Voltage-dependent calcium currents in rat gonadotropes separated by centrifugal elutriation

Centrifugal elutriation of rat pituitary cells yielded two functionally active fractions (6 and 7) that contained 30-40 and 50-60% gonadotropes, respectively. We studied the membrane ionic currents of these cells with the whole cell patch-clamp method. In physiological solution, cells from the enriched fractions displayed a tetrodotoxin-sensitive sodium current. In 20 mM external calcium and zero sodium, the inward current contained two components that were different in threshold, steady-state inactivation, and deactivation. One component was half activated at approximately -25 mV, half inactivated from a holding potential of -61 mV, and deactivated with a time constant of 3 ms. The second component was half activated at 6 mV and deactivated with a time constant of 0.35 ms. These two currents resembled the high-voltage-activated and low-voltage-activated calcium current described in many preparations, including clonal and primary pituitary cells.
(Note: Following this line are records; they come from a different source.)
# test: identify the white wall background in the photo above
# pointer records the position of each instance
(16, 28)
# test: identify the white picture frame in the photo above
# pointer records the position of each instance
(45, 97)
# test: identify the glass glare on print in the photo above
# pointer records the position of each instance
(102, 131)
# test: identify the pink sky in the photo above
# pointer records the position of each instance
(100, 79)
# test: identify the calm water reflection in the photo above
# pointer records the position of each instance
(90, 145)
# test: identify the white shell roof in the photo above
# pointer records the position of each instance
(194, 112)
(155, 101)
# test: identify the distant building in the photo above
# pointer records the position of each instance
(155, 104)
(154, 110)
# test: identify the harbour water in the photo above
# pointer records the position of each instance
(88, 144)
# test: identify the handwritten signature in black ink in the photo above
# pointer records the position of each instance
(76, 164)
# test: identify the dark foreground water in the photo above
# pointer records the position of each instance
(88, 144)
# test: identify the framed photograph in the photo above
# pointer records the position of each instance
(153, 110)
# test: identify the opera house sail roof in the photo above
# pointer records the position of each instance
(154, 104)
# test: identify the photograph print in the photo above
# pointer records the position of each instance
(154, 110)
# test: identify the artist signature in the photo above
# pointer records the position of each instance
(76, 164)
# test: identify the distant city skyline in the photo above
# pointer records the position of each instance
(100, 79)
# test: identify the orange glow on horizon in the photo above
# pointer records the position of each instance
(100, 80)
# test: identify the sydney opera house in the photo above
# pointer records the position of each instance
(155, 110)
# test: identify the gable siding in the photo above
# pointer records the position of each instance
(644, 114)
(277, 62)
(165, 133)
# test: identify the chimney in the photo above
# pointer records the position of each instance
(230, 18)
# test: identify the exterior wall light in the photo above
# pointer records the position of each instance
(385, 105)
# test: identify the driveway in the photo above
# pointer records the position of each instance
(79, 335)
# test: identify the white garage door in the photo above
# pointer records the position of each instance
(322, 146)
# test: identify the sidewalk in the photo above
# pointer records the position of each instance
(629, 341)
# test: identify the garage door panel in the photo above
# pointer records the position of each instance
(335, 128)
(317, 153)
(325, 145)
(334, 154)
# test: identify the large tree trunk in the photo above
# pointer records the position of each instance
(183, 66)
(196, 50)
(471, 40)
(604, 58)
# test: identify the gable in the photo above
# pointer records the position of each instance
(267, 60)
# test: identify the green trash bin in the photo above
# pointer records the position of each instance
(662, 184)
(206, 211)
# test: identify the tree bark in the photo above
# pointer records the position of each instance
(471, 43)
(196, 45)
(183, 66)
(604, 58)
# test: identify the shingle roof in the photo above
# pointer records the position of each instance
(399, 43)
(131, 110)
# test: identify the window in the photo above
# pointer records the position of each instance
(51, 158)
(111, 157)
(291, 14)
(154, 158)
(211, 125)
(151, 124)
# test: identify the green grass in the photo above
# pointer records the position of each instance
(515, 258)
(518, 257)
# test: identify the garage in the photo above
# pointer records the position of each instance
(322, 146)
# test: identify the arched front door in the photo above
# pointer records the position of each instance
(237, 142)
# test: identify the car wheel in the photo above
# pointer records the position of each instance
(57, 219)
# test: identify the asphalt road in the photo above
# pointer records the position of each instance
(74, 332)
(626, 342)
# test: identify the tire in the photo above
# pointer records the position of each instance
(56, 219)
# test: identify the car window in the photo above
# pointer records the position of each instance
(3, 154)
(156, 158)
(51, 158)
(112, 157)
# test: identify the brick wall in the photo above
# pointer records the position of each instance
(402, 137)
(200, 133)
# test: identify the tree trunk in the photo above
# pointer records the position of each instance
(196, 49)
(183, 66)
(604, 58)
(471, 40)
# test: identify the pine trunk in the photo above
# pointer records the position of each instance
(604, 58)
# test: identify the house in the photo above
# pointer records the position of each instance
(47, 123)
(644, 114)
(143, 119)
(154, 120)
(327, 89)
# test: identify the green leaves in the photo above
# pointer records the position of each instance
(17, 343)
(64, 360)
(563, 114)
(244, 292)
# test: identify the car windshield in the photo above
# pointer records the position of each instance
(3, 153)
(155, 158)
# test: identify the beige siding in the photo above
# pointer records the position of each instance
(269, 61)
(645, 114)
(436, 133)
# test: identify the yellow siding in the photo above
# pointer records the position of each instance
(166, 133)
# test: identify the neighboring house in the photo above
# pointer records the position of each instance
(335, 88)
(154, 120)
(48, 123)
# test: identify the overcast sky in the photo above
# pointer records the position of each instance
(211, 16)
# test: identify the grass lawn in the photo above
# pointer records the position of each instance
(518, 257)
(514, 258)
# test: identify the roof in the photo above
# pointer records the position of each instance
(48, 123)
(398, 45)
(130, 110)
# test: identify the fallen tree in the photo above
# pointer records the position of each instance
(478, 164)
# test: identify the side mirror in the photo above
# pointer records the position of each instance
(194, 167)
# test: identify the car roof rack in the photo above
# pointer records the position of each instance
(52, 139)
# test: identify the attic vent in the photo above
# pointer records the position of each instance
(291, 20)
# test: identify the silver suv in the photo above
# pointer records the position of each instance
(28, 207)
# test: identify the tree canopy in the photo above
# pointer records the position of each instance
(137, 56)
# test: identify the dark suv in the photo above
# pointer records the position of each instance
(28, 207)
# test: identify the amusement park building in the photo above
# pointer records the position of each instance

Bath application of 20 nM gonadotropin-releasing hormone caused a transient and reversible decrease of the calcium current at depolarized voltages and a negative shift of 10 mV in the activation curve. Both effects were observed in a percentage of cells that closely matches the percentage of gonadotropes in the fraction. The shift appeared to affect both components of the current and can partially account for the increased activity of Ca2+ channels at potentials close to the resting value.